Bruce Karatz, the former chief executive of KB Home, received a sentence of five years probation for his conviction on charges relating to backdating stock options, according to an article in the New York Times .Eight months of the sentence must be served at home with an electronic monitoring bracelet.
The sentence, handed down Nov. 10 by a federal judge in Los Angeles, was a stunning defeat for federal prosecutors, who recommended six and a half years in prison. The government stated in a sentencing memorandum that home detention in the defendant’s “24-room Bel-Air mansion” would suggest “a two-tiered criminal justice system, one for the affluent … and a second for ordinary citizens.”

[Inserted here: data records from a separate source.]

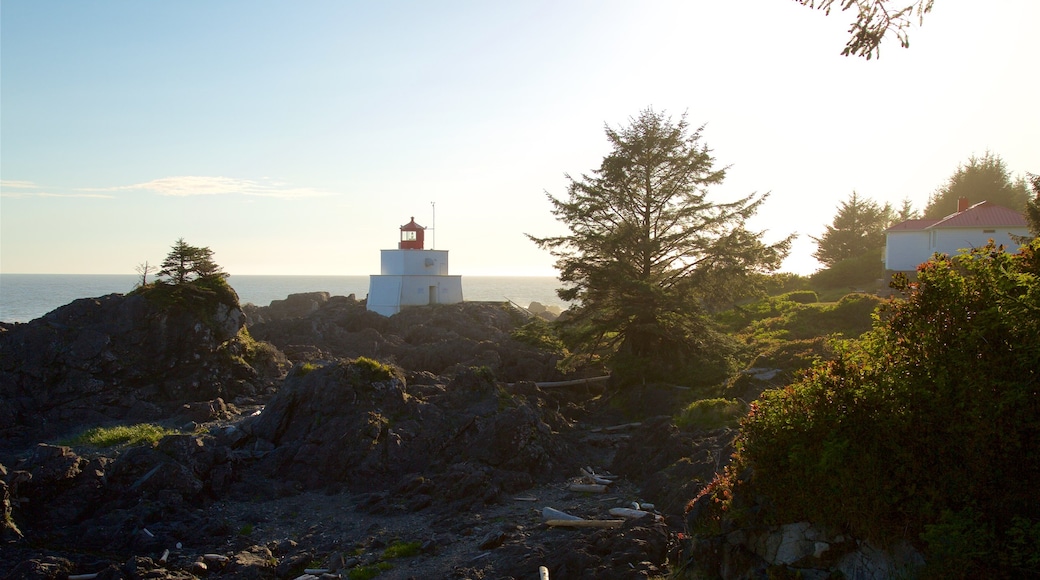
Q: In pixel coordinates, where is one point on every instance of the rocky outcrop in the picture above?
(354, 426)
(120, 358)
(438, 339)
(801, 549)
(671, 465)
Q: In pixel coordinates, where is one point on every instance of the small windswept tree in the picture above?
(1033, 206)
(858, 229)
(185, 263)
(144, 269)
(982, 179)
(648, 255)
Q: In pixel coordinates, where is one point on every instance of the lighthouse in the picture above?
(412, 275)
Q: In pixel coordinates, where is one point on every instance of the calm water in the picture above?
(24, 297)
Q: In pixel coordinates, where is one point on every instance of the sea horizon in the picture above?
(27, 296)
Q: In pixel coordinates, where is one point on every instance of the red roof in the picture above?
(983, 214)
(911, 225)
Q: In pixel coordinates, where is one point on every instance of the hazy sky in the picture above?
(294, 137)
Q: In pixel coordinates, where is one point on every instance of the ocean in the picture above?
(25, 297)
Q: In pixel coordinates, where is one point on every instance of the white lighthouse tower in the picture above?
(412, 275)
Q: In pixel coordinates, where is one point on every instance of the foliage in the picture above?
(926, 427)
(648, 256)
(144, 269)
(1033, 206)
(861, 271)
(368, 572)
(121, 435)
(539, 333)
(802, 296)
(849, 317)
(185, 263)
(982, 179)
(369, 370)
(401, 550)
(858, 228)
(710, 414)
(199, 296)
(876, 19)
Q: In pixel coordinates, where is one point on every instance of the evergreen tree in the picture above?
(186, 262)
(648, 254)
(858, 228)
(905, 212)
(982, 179)
(1033, 206)
(875, 19)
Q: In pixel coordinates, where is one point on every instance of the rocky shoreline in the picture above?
(294, 452)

This did not go over well with Judge Otis D. Wright II, who described the memo’s language as “inflammatory,” adding: “To invite public ridicule and scorn on this institution, I think, is unspeakable.”
Wright also ordered Karatz to pay a $1 million fine and perform 2,000 hours of community service. His sentence followed the U.S. probation office’s sentencing recommendation.
Karatz, who led KB Home from 1986 to 2006, originally faced 20 felony counts. Prosecutors claimed he made more than $6 million by manipulating backdated stock options and then lying about it in regulatory filings
The executive’s defense attorneys countered that Karatz never intentionally violated any securities laws and handled his options the same way that hundreds of other companies did.